36 Del. 104 | Del. Super. Ct. | 1934

Rodney, J.,

delivering the opinion of the Court:

The imprisonment is relied upon as commencing the desertion of the plaintiff by the defendant. The question arises, can a cause of action for divorce based on “wilful desertion” be predicated on imprisonment for crime? There are authorities which seem to sustain an affirmative answer to this question. In 9 R. C. L. 360, § 146, it is said:

“But it would seem to be a more reasonable rule that a spouse may be guilty of desertion, though his separation from the complaining spouse was due to his conviction and imprisonment for a crime, since the absence of the offending party from his home and the desertion supervening thereon, even though enforced, is but a consequence of his own guilt.”

See, also, Schouler, Marr. & Div., page 1836, § 1621; Keezer, Marr. & Div., page 234. With these authorities I do not agree, nor can I find any adjudicated cases upon which they can be based.

The desertion which is made the statutory cause of divorce is a “wilful desertion.” This Court in Ward v. Ward, 7 Penn. (23 Del.) 364, 75 A. 611, said:

“Willful desertion, in the statutory intent and meaning, is the voluntary separation of one of the married persons from the other, or the voluntary refusal to renew a suspended marital relation, without justification either in the consent or wrongful conduct of the other.”

If the separation must be a voluntary one, it must involve something analogous to an intent to bring about the separation and this intent is not shown by a compulsory incarceration against the will of the prisoner. It is true *106that the separation caused by the imprisonment was the result of the . guilt of the prisoner and, therefore, the prisoner, in a sense, caused the separation, but that in itself is a long way from proving that the prisoner was guilty of wilful desertion. The guilt of the prisoner was the. guilt of another offense and may have been entirely foreign to any intent to cause a desertion.

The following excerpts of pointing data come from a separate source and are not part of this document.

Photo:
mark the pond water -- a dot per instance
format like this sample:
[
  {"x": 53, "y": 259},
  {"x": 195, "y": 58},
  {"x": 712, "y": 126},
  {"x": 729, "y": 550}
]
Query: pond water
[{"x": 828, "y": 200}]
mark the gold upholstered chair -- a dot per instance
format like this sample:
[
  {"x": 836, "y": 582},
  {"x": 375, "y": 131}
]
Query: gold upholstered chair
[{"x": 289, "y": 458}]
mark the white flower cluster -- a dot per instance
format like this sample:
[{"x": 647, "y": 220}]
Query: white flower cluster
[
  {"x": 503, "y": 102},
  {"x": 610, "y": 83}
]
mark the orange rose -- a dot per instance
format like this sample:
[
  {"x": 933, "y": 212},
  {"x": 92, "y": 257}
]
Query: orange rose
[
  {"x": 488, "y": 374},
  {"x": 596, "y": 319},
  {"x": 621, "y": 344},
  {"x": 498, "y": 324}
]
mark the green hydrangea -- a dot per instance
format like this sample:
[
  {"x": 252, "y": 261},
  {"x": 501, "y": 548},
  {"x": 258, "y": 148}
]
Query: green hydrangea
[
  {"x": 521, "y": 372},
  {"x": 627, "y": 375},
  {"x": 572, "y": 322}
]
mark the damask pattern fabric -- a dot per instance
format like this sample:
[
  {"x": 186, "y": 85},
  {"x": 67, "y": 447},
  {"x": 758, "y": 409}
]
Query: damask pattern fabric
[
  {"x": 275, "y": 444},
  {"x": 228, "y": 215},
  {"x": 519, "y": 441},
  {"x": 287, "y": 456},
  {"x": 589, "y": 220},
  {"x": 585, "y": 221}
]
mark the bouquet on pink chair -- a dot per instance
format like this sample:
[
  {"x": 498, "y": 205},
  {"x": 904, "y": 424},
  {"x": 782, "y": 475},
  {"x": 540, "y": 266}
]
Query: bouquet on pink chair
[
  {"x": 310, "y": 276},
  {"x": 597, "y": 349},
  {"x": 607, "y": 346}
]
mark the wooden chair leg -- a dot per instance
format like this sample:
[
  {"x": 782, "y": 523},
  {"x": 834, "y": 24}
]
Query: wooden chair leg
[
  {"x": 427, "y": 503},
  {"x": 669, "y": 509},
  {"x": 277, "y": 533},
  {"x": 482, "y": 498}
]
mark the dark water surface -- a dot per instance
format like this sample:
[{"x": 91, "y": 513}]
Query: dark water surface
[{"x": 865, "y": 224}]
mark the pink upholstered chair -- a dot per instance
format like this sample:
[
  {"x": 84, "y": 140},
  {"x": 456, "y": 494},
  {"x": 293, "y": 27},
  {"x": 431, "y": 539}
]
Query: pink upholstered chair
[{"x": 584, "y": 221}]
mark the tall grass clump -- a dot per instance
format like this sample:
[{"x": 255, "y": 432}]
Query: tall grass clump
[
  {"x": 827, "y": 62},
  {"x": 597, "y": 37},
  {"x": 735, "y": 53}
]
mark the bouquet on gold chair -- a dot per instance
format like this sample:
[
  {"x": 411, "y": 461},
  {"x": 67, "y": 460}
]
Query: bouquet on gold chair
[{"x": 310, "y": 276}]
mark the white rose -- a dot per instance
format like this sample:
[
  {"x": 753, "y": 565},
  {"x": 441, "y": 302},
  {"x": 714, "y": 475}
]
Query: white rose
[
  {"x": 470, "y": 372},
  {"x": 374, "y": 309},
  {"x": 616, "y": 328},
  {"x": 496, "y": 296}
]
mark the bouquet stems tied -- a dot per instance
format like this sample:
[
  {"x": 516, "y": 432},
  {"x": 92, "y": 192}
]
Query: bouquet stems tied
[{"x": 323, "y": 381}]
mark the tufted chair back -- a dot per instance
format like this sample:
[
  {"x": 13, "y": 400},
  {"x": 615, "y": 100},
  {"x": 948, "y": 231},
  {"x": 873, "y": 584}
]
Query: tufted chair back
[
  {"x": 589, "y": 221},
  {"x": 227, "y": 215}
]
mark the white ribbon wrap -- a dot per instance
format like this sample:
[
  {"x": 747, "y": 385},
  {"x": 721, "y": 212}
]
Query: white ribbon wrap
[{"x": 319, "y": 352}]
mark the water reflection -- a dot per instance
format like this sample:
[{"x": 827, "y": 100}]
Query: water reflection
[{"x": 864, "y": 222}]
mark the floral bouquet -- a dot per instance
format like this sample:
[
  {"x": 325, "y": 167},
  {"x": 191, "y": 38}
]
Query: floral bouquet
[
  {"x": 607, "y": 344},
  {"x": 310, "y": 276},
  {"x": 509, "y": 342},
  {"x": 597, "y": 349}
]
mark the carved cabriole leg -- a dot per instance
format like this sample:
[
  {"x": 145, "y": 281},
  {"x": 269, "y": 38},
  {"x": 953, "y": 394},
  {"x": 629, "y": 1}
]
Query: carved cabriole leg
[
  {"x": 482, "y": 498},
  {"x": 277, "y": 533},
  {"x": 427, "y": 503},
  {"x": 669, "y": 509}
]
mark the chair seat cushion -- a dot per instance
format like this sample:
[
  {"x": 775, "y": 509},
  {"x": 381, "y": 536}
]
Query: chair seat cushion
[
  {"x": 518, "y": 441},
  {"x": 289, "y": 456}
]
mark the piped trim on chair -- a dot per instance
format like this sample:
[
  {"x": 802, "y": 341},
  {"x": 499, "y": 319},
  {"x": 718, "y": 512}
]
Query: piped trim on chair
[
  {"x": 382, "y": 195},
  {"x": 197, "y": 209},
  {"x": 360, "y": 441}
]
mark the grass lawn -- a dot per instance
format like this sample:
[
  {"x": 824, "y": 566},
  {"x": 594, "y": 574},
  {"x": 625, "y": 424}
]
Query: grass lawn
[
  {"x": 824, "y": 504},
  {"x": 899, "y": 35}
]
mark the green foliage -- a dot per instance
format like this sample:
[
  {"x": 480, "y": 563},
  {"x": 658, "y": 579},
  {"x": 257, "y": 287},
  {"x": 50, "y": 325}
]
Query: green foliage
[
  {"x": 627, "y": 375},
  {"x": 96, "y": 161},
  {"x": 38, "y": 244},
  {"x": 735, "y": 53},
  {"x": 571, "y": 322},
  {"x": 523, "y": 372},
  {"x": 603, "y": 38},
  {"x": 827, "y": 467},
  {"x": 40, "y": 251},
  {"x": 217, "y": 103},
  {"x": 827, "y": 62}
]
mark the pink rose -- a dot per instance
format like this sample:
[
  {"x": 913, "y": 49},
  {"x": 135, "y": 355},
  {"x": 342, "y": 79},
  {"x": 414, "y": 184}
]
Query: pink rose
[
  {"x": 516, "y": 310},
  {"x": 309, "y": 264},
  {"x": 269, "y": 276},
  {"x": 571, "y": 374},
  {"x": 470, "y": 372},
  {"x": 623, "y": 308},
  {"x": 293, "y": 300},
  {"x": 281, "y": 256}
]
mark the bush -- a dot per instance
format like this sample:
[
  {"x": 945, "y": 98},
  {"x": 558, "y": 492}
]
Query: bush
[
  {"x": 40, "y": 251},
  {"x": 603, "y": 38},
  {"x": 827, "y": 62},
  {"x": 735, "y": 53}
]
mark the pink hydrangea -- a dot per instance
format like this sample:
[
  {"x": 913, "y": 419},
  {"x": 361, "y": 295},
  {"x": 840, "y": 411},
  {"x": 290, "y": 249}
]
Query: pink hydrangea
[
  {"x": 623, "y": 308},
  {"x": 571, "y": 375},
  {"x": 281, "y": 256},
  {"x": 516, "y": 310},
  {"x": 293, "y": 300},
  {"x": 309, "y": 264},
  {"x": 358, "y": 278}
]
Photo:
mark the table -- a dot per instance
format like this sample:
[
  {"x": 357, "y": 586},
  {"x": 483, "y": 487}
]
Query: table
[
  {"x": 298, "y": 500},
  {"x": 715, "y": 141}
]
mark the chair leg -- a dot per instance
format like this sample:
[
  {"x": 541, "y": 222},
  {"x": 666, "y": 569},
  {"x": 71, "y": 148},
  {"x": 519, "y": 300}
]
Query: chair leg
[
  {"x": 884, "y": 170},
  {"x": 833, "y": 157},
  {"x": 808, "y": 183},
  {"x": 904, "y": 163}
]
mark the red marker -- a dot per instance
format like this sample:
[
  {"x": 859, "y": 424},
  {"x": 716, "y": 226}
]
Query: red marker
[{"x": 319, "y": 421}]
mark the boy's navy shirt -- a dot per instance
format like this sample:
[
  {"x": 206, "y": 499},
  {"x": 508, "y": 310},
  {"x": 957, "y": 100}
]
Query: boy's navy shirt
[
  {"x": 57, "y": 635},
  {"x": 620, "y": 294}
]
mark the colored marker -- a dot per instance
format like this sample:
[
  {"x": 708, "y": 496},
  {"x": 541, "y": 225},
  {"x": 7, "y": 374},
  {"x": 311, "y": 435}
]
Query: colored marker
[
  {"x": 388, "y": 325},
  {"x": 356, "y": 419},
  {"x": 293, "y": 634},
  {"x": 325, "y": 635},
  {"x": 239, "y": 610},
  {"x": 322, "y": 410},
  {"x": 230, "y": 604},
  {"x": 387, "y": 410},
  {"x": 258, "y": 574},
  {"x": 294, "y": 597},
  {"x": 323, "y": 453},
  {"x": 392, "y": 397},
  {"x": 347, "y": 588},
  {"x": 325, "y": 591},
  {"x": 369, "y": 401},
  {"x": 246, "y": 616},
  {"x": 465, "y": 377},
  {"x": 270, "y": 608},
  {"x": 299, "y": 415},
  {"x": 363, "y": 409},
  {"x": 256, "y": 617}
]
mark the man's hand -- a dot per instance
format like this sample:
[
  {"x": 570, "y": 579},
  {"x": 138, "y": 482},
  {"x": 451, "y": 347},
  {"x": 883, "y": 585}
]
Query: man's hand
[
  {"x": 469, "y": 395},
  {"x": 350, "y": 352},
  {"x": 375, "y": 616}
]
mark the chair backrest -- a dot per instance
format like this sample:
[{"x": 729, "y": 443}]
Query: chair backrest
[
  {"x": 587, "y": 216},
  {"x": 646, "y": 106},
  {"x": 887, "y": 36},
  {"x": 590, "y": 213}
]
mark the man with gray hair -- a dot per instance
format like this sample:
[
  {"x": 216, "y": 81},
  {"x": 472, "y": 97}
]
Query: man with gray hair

In this case I am only concerned with a situation where the imprisonment constituted the beginning of the separation and not with a case where the wilful desertion had begun and then the imprisonment followed. There are cases relevant to the latter situation. Hews v. Hews, 7 Gray (Mass.) 279; Heiter v. Heiter, 21 Pa. Dist. R. 327; and see Wolf v. Wolf, 38 N. J. Eq. 128; Hyland v. Hyland, 55 N. J. Eq. 35, 36 A. 270; Csanyi v. Csanyi, 93 N. J. Eq. 11, 115 A. 76. This distinction is also pointed out in 1 Bishop on Marr. & Div., % 1759. I find no case that holds that imprisonment alone can constitute the inception of desertion nor be the basis of a decree of divorce on the ground of wilful desertion. Upon the contrary, such cases as have considered the matter, have held that where the absence is due to coercion or imprisonment, there is then a divesting of the character of wilfulness and a decree of divorce on the ground of wilful desertion should not be based thereon. Townsend v. Townsend, L. R. 3, Prob. & Div. 129; Porritt v. Porritt, 18 Mich. 420; Frantz v. Frantz, 11 Pa. Co. Ct. R. 467; Collins v. Collins, 28 Pa. Co. Ct. R. 47; Shannon v. Shannon, 7 Pa. Dist. R. 552; Hess v. Hess, 22 Pa. Co. Ct. R. 135; see notes in L. R. A. 1918A, 1184; 119 Am. St. Rep. 638; 138 Am. St. Rep. 159; 31 L.R. A. 520.

The petition must be dismissed without prejudice.